Now send these documents through Stripe aand wait for the outcome. Resolution typically takes months so don't hold your breath though.

For gathering evidence, you need to go to your transactional email provider and gather logs. I use Resend which makes this stupidly simple. For chat logs, I simply screenshot chats from Crisp.chat(the chat widget I'm using). I also send a simple about-the-business.pdf which explains at a high level what my business does and why this chargeback was in error.

As much as I make chargebacks sound scary, they are relatively rare. They are also more of a concern for younger businesses. More established businesses can easily eat a couple of chargebacks every month without any issues.

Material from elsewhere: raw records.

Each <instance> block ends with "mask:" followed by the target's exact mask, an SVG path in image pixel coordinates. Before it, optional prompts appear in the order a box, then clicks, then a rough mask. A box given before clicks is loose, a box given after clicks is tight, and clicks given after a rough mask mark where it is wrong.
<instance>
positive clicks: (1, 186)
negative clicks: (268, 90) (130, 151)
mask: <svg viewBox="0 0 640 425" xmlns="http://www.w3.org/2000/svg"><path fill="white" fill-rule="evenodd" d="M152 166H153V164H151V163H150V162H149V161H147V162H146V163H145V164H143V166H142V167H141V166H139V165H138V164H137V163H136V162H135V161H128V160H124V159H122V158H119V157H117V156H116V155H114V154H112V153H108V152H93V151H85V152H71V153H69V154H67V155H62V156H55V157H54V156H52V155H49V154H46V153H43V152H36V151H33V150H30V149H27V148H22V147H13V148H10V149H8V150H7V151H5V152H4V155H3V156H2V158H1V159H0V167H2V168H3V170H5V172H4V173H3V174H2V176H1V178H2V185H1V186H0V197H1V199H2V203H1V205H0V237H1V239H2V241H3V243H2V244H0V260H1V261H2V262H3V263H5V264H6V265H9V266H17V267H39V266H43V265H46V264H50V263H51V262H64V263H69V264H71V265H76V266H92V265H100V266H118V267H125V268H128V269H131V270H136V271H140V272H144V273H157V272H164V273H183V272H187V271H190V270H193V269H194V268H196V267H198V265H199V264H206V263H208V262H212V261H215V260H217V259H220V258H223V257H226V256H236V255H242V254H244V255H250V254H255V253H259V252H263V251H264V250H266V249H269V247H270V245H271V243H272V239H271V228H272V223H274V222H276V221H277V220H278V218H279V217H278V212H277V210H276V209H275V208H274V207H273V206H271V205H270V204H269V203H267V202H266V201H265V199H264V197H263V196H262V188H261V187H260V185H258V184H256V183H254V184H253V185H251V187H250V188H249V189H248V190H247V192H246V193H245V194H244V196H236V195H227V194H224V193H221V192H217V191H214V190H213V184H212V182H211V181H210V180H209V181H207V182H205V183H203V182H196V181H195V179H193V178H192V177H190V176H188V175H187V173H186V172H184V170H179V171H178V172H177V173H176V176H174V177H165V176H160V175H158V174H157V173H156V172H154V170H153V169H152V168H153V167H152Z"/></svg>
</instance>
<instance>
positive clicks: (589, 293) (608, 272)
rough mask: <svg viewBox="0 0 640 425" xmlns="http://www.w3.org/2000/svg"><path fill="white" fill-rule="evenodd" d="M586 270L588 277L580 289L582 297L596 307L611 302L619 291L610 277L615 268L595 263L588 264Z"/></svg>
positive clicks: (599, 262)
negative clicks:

PS - if you absolutely loathe the idea of contesting chargebacks, use a merchant-of-records, like Lemon Squeezy, Paddle, etc.

What's a merchant-of-record(MoR)? They essentially charge the customer on your behalf, and then transfer the money to you. Think of them as a middleman. And because of this arrangement, they eat the chargebacks.

• B2B - Business-to-Business

• Payment processor - Bank or 3rd party service which processes payment on your behalf. Charges have your business name on them.

• MoR - Merchant of Record. Charges(Statement descriptors) have their name on them.

• Dispute rate - This is the metrics provided by Stripe.

• Dispute activity - This metrics is used by VISA and Mastercard to determine if you're having an above average dispute rate.

• 3D Secure - This is when the card holder's bank will issue a OTP to the user to authorize a payment. Doing so shifts the liability to the user's bank, and is usually a good defense against fraudulent chargebacks. Note that Stripe charges you a small amount per 3D Secure attempt.